Muckamore Abbey is already at the centre of the UK’s biggest ever police investigation into the abuse of vulnerable adults.

Some staff working at the hospital are alleged to have neglected and physically and mentally abused patients.

Detectives have viewed about 300,000 hours of CCTV footage from inside the hospital.

Police have arrested 34 people. So far, eight have been charged, and more than 70 staff have been suspended as a precaution.

Referring to the ongoing police probe, Mr Kark QC revealed witness testimony to the inquiry would not be used in any future criminal prosecutions.

He said he believes this will ensure the inquiry is able to uncover the truth about allegations. However, he stressed that people will not “be let off” as a result.

He explained: “Some time ago, I approached the Director of Public Prosecutions to ask him in a very limited way to give an indemnity for prosecution for witnesses giving evidence, and he has agreed to do so.”

Mr Kark QC said the inquiry has the power to demand that evidence and documents be provided by individuals and organisations.

He said a refusal to comply may lead to a referral to the High Court for contempt proceedings.

However, he said anyone asked to participate in the inquiry can refuse to provide evidence that may be incriminating.

“Our terms of reference include a requirement that we examine not only the abuse that occurred but also the circumstances which allowed abuse to occur,” he continued.

“Although I have power to direct witnesses to attend the inquiry and produce evidence, any witness is entitled to claim privilege against self-incrimination.

“No court or inquiry has the power to override that principle and so, if the right is exercised, the inquiry could be deprived of very important evidence.

“Indemnity, or the undertaking that has been granted, is that witnesses will not be prosecuted on the basis of written or oral evidence they give to this inquiry.

“It relates solely to evidence produced to this inquiry. It does not prevent the prosecution of any individual on the basis of any independent evidence, so no one will be let off who would otherwise have been prosecuted.

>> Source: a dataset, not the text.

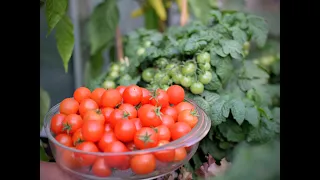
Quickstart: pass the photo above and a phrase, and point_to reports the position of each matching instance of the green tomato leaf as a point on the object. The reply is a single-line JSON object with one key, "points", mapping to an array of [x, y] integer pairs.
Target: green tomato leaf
{"points": [[65, 40], [44, 105], [231, 131], [217, 116], [55, 10], [224, 69], [233, 48], [214, 84], [259, 29], [102, 24], [252, 116], [238, 110]]}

“It will allow the inquiry to receive evidence which it would not otherwise have received, and it means that no one will be able to claim the right of silence on the grounds that the evidence might incriminate them.

“It deprives them of that protection and it will allow me to insist on answers being given or risk referral to the High Court.”

Mr Kark QC also revealed that CCTV included in the police investigation will not immediately be viewed by all parties involved but will be available to the inquiry panel at the early stages of the public hearings.

The inquiry is due to continue today with an opening statement from counsel for the inquiry.